Herr Präsident! Meine sehr verehrten Damen und Herren! Es ist unter Wirtschaftsexperten unbestritten, dass die Finanzkrise im nächsten Jahr eine handfeste Wirtschaftskrise zur Folge haben wird mit möglicherweise massiven Auswirkungen auf den Arbeitsmarkt. Von der größten Wirtschaftskrise seit Jahrzehnten ist die Rede. Deshalb, meine Damen und Herren, müssen wir als Politiker auch alles daransetzen, die Auswirkungen auf den Arbeitsmarkt so gering wie möglich zu halten. Es geht also darum, Unternehmen zu stabilisieren, Arbeitsplätze zu sichern und – ich betone das – neue zu schaffen. Vor diesem Hintergrund ist das Mittelstandsstabilisierungsprogramm der Staatsregierung vielleicht gut gemeint, kann aber wahrlich nicht die einzige Antwort auf das Problem sein.

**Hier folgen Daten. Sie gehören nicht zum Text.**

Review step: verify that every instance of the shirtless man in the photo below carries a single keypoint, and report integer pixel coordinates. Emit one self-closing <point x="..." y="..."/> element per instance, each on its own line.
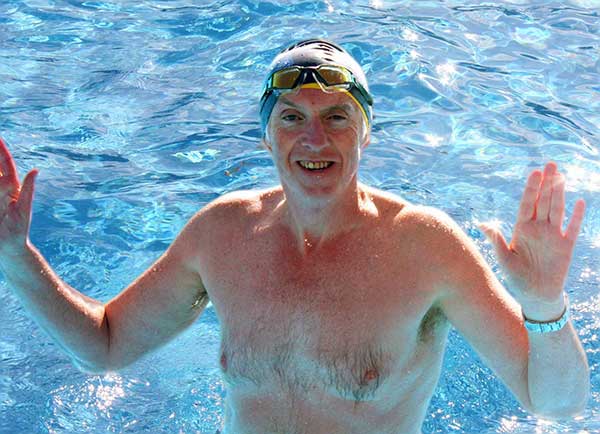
<point x="334" y="298"/>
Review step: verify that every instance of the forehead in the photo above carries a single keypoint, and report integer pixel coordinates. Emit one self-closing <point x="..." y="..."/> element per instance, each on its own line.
<point x="311" y="99"/>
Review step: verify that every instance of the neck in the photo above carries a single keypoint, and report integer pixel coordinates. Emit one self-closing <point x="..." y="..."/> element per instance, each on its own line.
<point x="316" y="220"/>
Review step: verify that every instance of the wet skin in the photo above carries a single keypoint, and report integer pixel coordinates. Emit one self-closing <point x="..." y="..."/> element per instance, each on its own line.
<point x="334" y="298"/>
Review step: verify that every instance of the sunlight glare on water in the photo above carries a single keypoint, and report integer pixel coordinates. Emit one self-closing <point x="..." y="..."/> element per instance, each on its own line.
<point x="137" y="113"/>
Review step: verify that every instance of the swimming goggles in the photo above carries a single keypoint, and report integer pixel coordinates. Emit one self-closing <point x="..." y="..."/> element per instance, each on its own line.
<point x="330" y="78"/>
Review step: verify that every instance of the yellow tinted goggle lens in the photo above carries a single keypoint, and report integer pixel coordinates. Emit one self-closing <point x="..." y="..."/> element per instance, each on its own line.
<point x="286" y="79"/>
<point x="333" y="76"/>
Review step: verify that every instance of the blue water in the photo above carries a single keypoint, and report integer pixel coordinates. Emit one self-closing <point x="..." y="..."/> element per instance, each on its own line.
<point x="140" y="112"/>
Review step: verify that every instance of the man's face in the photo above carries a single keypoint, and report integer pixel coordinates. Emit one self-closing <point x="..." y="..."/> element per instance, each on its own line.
<point x="315" y="139"/>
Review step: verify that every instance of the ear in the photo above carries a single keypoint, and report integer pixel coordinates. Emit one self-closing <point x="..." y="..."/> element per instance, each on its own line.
<point x="366" y="142"/>
<point x="267" y="144"/>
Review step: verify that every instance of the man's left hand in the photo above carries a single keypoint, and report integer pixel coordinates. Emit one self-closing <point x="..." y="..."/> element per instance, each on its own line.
<point x="538" y="257"/>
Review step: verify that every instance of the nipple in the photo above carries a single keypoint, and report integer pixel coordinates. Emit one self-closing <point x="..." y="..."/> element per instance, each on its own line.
<point x="370" y="374"/>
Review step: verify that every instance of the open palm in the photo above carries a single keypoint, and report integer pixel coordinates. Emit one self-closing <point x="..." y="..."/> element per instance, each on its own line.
<point x="538" y="257"/>
<point x="15" y="205"/>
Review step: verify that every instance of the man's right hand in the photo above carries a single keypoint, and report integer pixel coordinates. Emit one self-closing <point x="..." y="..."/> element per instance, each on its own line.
<point x="15" y="205"/>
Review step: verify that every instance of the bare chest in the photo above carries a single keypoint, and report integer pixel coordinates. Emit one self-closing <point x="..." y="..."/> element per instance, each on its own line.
<point x="349" y="325"/>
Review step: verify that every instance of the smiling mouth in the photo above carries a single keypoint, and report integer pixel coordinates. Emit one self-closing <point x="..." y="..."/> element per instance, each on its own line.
<point x="315" y="165"/>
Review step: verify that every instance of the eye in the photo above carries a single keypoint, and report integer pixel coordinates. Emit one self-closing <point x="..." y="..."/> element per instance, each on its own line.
<point x="290" y="117"/>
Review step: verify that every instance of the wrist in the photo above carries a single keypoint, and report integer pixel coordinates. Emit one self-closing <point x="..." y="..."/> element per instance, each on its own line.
<point x="544" y="310"/>
<point x="545" y="324"/>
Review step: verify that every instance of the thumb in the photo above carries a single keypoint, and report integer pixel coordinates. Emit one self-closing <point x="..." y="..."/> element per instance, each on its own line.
<point x="495" y="237"/>
<point x="26" y="195"/>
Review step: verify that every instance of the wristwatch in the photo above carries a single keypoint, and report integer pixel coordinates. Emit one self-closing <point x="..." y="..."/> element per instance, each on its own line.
<point x="548" y="326"/>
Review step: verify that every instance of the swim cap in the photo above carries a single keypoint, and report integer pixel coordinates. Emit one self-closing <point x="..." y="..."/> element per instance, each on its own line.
<point x="316" y="52"/>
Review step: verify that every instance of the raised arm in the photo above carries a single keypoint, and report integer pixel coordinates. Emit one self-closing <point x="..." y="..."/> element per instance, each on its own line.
<point x="547" y="372"/>
<point x="155" y="307"/>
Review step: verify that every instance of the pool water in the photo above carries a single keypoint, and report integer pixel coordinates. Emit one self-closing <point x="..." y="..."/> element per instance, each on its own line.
<point x="140" y="112"/>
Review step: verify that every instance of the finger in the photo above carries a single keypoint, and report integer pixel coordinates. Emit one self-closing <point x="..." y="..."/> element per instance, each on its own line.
<point x="7" y="163"/>
<point x="576" y="219"/>
<point x="557" y="203"/>
<point x="495" y="237"/>
<point x="527" y="207"/>
<point x="26" y="197"/>
<point x="543" y="202"/>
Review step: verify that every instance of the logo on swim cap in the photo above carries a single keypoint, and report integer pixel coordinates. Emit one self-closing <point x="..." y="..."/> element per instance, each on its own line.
<point x="312" y="54"/>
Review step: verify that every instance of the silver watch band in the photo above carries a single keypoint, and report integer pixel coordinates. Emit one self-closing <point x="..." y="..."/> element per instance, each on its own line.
<point x="549" y="326"/>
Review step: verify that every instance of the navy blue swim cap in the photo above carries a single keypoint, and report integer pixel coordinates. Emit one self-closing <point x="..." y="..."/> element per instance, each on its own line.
<point x="313" y="53"/>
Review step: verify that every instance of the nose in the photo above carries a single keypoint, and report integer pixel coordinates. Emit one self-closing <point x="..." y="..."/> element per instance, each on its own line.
<point x="315" y="136"/>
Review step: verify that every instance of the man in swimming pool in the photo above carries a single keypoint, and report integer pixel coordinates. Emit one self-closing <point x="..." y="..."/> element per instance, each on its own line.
<point x="334" y="298"/>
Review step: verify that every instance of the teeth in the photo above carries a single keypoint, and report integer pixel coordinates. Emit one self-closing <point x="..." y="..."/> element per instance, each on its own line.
<point x="315" y="165"/>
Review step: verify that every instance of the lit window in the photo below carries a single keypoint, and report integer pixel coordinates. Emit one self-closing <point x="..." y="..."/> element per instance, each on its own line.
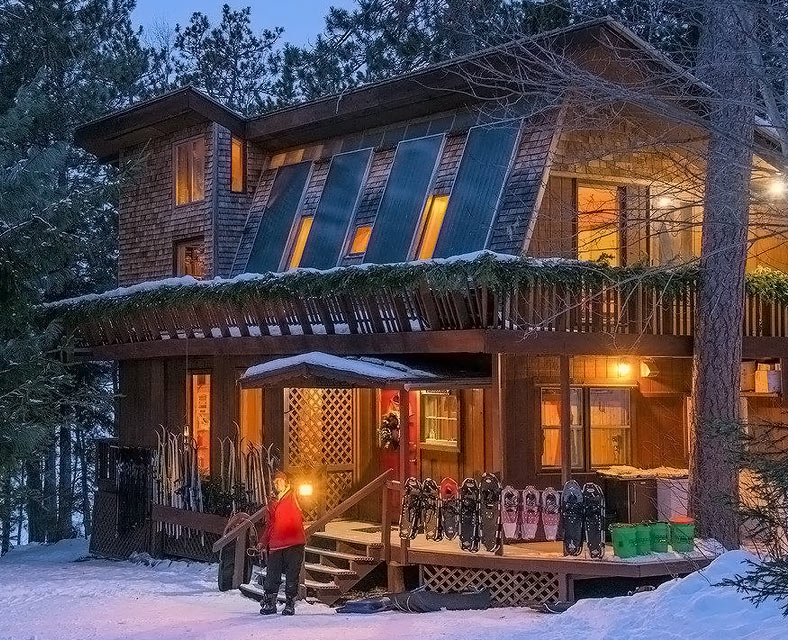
<point x="439" y="411"/>
<point x="188" y="258"/>
<point x="431" y="221"/>
<point x="237" y="166"/>
<point x="597" y="224"/>
<point x="189" y="171"/>
<point x="551" y="428"/>
<point x="361" y="239"/>
<point x="610" y="426"/>
<point x="200" y="414"/>
<point x="250" y="418"/>
<point x="298" y="248"/>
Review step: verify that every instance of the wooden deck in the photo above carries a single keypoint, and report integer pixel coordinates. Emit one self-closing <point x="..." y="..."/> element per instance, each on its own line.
<point x="524" y="556"/>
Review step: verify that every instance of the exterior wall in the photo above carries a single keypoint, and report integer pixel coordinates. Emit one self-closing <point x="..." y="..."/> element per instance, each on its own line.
<point x="149" y="221"/>
<point x="658" y="411"/>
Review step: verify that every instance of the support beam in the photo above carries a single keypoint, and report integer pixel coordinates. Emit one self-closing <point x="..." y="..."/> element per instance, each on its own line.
<point x="566" y="421"/>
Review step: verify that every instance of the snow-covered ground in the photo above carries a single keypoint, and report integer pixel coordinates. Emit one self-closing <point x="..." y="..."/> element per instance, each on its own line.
<point x="45" y="593"/>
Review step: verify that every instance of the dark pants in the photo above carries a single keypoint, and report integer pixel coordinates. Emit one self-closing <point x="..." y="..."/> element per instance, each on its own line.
<point x="288" y="561"/>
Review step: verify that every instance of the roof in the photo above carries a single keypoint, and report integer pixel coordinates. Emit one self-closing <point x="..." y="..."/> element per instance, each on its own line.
<point x="323" y="369"/>
<point x="439" y="87"/>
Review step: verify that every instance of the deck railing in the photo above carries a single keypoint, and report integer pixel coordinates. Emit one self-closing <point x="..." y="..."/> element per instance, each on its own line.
<point x="613" y="308"/>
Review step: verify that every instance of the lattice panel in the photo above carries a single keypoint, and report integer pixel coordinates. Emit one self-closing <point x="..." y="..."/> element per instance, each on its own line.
<point x="320" y="427"/>
<point x="507" y="588"/>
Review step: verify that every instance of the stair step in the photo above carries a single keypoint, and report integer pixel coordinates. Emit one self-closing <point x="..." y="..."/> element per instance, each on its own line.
<point x="338" y="555"/>
<point x="320" y="586"/>
<point x="332" y="571"/>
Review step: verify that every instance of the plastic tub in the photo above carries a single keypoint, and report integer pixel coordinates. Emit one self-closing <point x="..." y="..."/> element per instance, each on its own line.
<point x="624" y="540"/>
<point x="682" y="534"/>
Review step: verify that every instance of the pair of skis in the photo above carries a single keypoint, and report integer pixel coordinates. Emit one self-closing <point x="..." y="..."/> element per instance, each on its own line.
<point x="471" y="510"/>
<point x="522" y="511"/>
<point x="583" y="516"/>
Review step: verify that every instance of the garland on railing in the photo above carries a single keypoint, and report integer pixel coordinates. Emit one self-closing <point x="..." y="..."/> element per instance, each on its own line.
<point x="498" y="272"/>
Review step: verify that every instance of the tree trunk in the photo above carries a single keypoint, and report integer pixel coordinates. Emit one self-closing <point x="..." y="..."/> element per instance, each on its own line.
<point x="49" y="500"/>
<point x="84" y="485"/>
<point x="6" y="511"/>
<point x="35" y="527"/>
<point x="714" y="459"/>
<point x="65" y="490"/>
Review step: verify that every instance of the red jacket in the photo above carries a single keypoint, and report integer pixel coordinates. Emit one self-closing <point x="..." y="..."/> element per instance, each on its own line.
<point x="284" y="523"/>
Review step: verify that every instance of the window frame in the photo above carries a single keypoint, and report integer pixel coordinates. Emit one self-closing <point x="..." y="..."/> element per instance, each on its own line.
<point x="175" y="146"/>
<point x="183" y="242"/>
<point x="585" y="423"/>
<point x="244" y="161"/>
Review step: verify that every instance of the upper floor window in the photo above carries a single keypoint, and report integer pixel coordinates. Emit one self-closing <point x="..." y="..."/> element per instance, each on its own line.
<point x="360" y="239"/>
<point x="302" y="233"/>
<point x="188" y="258"/>
<point x="598" y="233"/>
<point x="189" y="171"/>
<point x="430" y="227"/>
<point x="237" y="166"/>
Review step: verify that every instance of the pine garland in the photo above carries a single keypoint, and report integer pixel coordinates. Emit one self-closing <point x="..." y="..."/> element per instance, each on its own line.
<point x="495" y="271"/>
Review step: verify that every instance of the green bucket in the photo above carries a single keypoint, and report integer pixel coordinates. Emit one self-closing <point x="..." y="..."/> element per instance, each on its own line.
<point x="660" y="536"/>
<point x="642" y="538"/>
<point x="623" y="536"/>
<point x="682" y="534"/>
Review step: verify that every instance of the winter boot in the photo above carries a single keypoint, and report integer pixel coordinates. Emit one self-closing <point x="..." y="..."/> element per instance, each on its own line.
<point x="268" y="604"/>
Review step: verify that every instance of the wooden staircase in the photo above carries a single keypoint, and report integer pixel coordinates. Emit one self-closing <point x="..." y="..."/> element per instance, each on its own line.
<point x="331" y="568"/>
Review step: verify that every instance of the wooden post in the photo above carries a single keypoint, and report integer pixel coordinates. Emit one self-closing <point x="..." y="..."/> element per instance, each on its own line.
<point x="566" y="421"/>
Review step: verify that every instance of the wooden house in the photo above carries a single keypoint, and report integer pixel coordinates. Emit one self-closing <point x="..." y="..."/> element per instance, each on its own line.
<point x="447" y="237"/>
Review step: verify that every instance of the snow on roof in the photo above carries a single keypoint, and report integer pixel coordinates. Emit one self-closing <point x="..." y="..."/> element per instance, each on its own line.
<point x="189" y="281"/>
<point x="373" y="368"/>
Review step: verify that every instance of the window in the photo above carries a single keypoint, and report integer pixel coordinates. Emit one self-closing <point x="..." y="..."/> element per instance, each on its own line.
<point x="188" y="258"/>
<point x="598" y="224"/>
<point x="431" y="222"/>
<point x="599" y="416"/>
<point x="189" y="161"/>
<point x="237" y="166"/>
<point x="551" y="428"/>
<point x="304" y="225"/>
<point x="439" y="411"/>
<point x="360" y="239"/>
<point x="199" y="393"/>
<point x="250" y="416"/>
<point x="610" y="426"/>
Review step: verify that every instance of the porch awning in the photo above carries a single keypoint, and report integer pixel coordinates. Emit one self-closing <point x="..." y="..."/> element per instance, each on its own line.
<point x="317" y="369"/>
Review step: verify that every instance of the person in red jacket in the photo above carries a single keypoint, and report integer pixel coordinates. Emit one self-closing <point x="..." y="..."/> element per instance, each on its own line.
<point x="284" y="541"/>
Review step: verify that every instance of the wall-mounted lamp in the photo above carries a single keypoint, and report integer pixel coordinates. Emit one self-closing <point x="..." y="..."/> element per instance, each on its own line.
<point x="623" y="369"/>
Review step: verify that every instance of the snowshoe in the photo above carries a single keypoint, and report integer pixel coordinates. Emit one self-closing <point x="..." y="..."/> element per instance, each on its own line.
<point x="430" y="509"/>
<point x="572" y="517"/>
<point x="490" y="511"/>
<point x="411" y="505"/>
<point x="550" y="515"/>
<point x="594" y="519"/>
<point x="469" y="515"/>
<point x="510" y="513"/>
<point x="530" y="512"/>
<point x="450" y="508"/>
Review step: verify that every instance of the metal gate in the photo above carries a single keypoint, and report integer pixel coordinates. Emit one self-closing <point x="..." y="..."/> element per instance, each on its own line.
<point x="320" y="434"/>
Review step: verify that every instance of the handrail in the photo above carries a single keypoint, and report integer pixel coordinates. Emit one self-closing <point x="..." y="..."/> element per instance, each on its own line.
<point x="350" y="502"/>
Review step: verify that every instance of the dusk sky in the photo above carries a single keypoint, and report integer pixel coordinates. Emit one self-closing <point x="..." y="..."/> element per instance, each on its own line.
<point x="301" y="19"/>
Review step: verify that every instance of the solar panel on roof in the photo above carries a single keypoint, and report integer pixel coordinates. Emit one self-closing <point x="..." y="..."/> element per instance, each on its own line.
<point x="477" y="188"/>
<point x="335" y="209"/>
<point x="401" y="206"/>
<point x="277" y="219"/>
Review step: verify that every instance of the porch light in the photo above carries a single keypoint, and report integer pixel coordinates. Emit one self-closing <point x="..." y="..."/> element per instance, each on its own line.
<point x="623" y="369"/>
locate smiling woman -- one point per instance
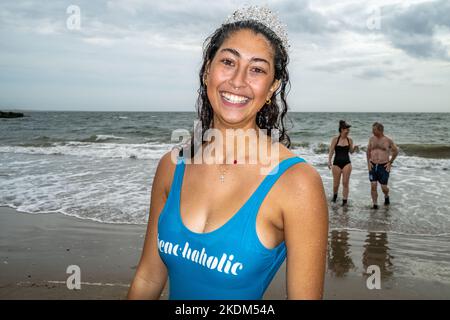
(216, 228)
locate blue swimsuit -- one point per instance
(226, 263)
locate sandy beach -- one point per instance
(36, 250)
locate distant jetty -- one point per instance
(11, 114)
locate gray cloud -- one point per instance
(413, 29)
(148, 52)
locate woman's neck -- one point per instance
(237, 144)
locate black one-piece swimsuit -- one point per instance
(341, 158)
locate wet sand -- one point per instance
(36, 249)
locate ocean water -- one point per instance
(100, 165)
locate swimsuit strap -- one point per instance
(259, 195)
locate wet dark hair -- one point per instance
(378, 126)
(271, 116)
(343, 125)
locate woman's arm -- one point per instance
(306, 234)
(331, 151)
(151, 273)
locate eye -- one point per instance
(258, 70)
(227, 62)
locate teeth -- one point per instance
(234, 98)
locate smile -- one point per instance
(234, 99)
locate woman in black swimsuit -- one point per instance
(341, 146)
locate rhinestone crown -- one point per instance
(264, 16)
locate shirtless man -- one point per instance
(378, 162)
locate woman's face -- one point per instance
(240, 78)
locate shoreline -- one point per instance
(36, 250)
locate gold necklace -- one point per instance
(224, 171)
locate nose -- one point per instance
(238, 79)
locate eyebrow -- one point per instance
(237, 54)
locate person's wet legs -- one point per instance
(336, 180)
(385, 190)
(346, 172)
(374, 193)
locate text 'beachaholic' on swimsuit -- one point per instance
(226, 263)
(341, 158)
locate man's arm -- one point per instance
(394, 150)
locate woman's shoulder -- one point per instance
(299, 173)
(166, 170)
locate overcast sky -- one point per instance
(144, 55)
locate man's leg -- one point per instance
(374, 193)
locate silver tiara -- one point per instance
(264, 16)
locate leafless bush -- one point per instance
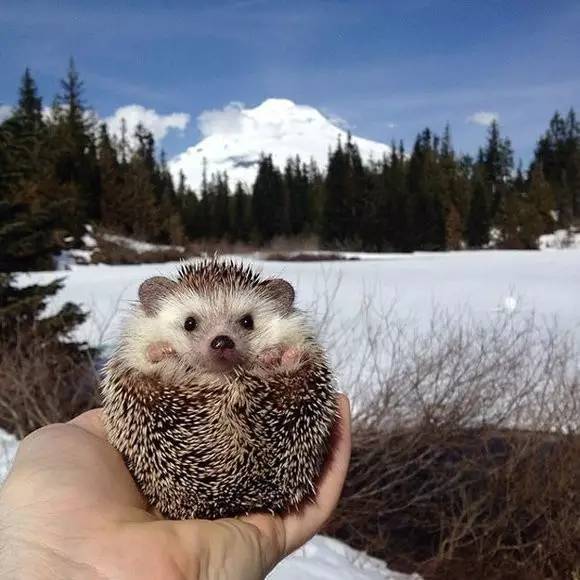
(43, 383)
(466, 458)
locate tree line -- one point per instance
(60, 168)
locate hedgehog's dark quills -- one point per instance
(235, 411)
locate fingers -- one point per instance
(284, 535)
(302, 526)
(91, 421)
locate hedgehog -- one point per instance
(219, 397)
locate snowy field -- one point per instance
(350, 298)
(320, 559)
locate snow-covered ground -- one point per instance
(560, 240)
(353, 296)
(356, 294)
(320, 559)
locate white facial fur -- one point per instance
(216, 314)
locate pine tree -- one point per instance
(478, 222)
(241, 214)
(269, 207)
(21, 247)
(541, 200)
(498, 161)
(297, 186)
(72, 141)
(221, 217)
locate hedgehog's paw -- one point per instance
(291, 357)
(158, 351)
(285, 357)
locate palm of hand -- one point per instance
(71, 500)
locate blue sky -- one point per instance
(387, 69)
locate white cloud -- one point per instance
(5, 112)
(484, 118)
(221, 121)
(158, 124)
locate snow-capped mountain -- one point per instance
(235, 137)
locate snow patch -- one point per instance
(560, 240)
(137, 246)
(327, 559)
(8, 448)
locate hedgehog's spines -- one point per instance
(209, 273)
(241, 443)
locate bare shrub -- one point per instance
(466, 458)
(43, 382)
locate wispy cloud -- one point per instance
(158, 124)
(484, 118)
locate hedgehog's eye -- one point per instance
(247, 322)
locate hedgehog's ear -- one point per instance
(280, 291)
(153, 290)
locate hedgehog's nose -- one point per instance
(222, 342)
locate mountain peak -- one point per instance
(235, 137)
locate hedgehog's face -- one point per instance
(220, 329)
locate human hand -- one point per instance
(69, 509)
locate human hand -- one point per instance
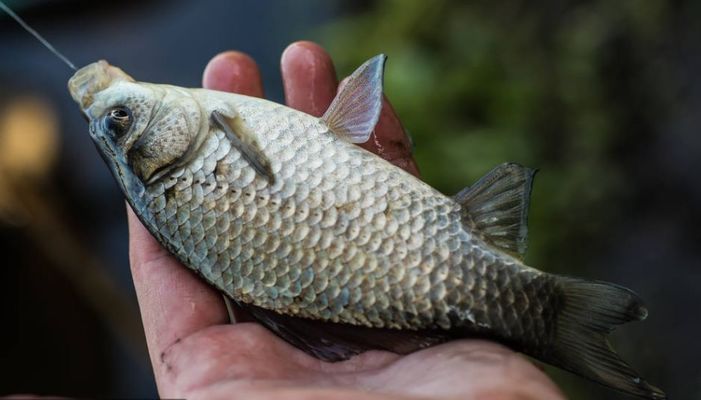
(197, 353)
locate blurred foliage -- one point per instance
(478, 83)
(567, 87)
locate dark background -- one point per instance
(603, 97)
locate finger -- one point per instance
(174, 303)
(308, 77)
(236, 72)
(233, 71)
(480, 368)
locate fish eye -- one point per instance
(118, 121)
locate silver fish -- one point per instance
(333, 248)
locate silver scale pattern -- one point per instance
(341, 235)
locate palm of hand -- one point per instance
(196, 353)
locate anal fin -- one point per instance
(496, 207)
(329, 341)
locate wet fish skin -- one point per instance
(332, 233)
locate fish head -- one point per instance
(141, 130)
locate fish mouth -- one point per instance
(93, 78)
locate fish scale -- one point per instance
(333, 248)
(396, 208)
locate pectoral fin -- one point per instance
(497, 207)
(243, 140)
(356, 108)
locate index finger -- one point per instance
(174, 302)
(310, 85)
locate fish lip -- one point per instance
(131, 186)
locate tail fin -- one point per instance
(590, 310)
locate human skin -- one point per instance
(197, 353)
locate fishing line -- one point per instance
(37, 35)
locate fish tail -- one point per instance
(589, 311)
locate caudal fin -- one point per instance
(590, 310)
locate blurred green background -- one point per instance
(603, 97)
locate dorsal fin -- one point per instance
(497, 207)
(356, 108)
(244, 141)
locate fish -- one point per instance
(333, 248)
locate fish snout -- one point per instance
(93, 78)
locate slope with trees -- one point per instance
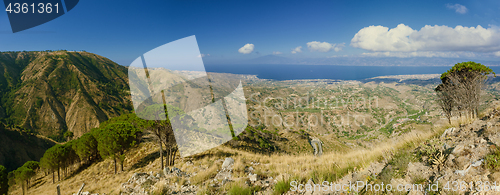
(461, 87)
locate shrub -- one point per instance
(281, 187)
(493, 160)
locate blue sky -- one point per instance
(240, 30)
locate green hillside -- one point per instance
(52, 92)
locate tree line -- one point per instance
(460, 89)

Wenn wir uns dessen Zustandekommen ansehen, darf man auch skeptisch sagen: Der letzte Beschluss des Haushaltsausschusses Anfang Dezember war nicht einmal 24 Stunden alt, da verkündeten Sie, Herr Prof. Unland, dass die Sächsische Staatsregierung ein Mittelstandsstabilisierungsprogramm auflegen wird.
Nein, meine Damen und Herren, wir haben nichts dagegen, den Mittelstand zu stabilisieren. Ja, wir wollen, dass möglichst viele sächsische Unternehmen die Krise überleben. Aber formal wäre sicher angemessen gewesen, den Haushaltsausschuss zu informieren und auch im Parlament darüber zu befinden; denn die Auflage des Programms ist sicherlich nicht die Privatsache eines einzelnen Ministers oder des Kabinetts. Es gehört schlichtweg ins Parlament.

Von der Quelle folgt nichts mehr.